WARNING: all this is for self-reference and not really intended for public reading but publishing it anyway.
If you have no idea about what is building in public is, watch this video.
These are not my words but mostly nice comments paraphrased/copied from the internet.
- The hardest part of starting a startup/company is getting people to care. Startups don’t die because of competition, startups die because people don’t care about your product - CopyAI guys
- Fall in love with a problem not a solution or product.
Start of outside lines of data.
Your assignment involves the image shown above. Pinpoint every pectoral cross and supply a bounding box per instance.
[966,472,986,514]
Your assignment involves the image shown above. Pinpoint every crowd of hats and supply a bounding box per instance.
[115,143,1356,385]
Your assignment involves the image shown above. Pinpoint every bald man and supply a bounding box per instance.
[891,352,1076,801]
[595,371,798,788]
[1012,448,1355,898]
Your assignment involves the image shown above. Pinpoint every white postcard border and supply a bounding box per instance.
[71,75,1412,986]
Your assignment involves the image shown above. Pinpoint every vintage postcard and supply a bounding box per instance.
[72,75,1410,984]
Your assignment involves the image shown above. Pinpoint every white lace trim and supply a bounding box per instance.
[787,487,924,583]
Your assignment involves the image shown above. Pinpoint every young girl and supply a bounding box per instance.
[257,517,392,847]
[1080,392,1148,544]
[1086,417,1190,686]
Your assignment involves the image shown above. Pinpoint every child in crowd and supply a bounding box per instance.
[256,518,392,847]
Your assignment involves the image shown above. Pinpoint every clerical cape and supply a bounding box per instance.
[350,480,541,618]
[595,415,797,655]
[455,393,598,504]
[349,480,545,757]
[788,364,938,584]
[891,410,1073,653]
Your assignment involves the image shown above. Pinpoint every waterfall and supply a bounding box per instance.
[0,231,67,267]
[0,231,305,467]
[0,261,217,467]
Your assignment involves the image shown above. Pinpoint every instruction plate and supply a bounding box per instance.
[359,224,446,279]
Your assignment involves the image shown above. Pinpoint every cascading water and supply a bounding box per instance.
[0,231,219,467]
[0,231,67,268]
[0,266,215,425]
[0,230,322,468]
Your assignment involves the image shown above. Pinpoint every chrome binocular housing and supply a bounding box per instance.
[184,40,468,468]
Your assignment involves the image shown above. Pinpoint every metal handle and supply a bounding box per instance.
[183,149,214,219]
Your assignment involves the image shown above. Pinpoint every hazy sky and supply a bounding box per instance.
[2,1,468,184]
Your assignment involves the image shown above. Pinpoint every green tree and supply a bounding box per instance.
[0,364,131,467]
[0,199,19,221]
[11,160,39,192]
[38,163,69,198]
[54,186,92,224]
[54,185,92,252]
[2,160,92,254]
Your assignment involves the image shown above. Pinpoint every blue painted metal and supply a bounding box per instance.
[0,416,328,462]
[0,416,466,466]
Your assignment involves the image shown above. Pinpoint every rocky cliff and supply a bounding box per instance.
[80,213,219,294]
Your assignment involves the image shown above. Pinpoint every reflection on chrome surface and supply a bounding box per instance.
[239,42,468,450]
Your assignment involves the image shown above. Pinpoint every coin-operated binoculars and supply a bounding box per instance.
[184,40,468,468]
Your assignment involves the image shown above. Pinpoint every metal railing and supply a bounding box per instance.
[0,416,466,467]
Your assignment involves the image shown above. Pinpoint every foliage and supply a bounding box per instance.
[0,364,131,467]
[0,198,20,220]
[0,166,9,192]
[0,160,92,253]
Usually it’s best to find a narrow set of users who have this problem and explore around the problem to get a better picture of it.
- When you build in public, you get a whole lot of people invested in the product’s success because you’re being an authentic entrepreneur and folks want to see you succeed.
- Even if your audience isn’t your target customer (ideally they would be), people generally want to see others succeed, and will help you on that path if you make it easy for them.
- For the indie hacker crowd - if you’re really early on or working on multiple projects, each project starts you from square 1. You have to work up acquisition channels, get people to talk to about your idea, and slowly acquire customers.
- If you decide to pursue something different, you’re back to 0.
- When you build in public, you accumulate an audience that goes with YOU and not your product specifically, and you can use that as a head start when you decide to make a pivot.
- This makes building in public a good fit for me. 🌟
- Make sure to be building in public where your customer are! If you’re building in the startup space, twitter might work for you because a lot of founders and marketers are there.
- Be authentic! People can immediately tell if something feels a bit more scripted.
- Consistency in posting and engaging. Fans and audiences are built one person at a time. Build a genuine connection and engage with your audience.
- When you’re sharing updates, you have to be a learner yourself. You’re probably not an expert, you don’t have to pretend to be an expert. Be honest in this honest journey
- If you can give things out, give.
- Expecting to get an audience overnight is a pipe dream.
- Don’t share everything, always package it in a way so that someone can learn something from you. There’s a lot to learn from failures.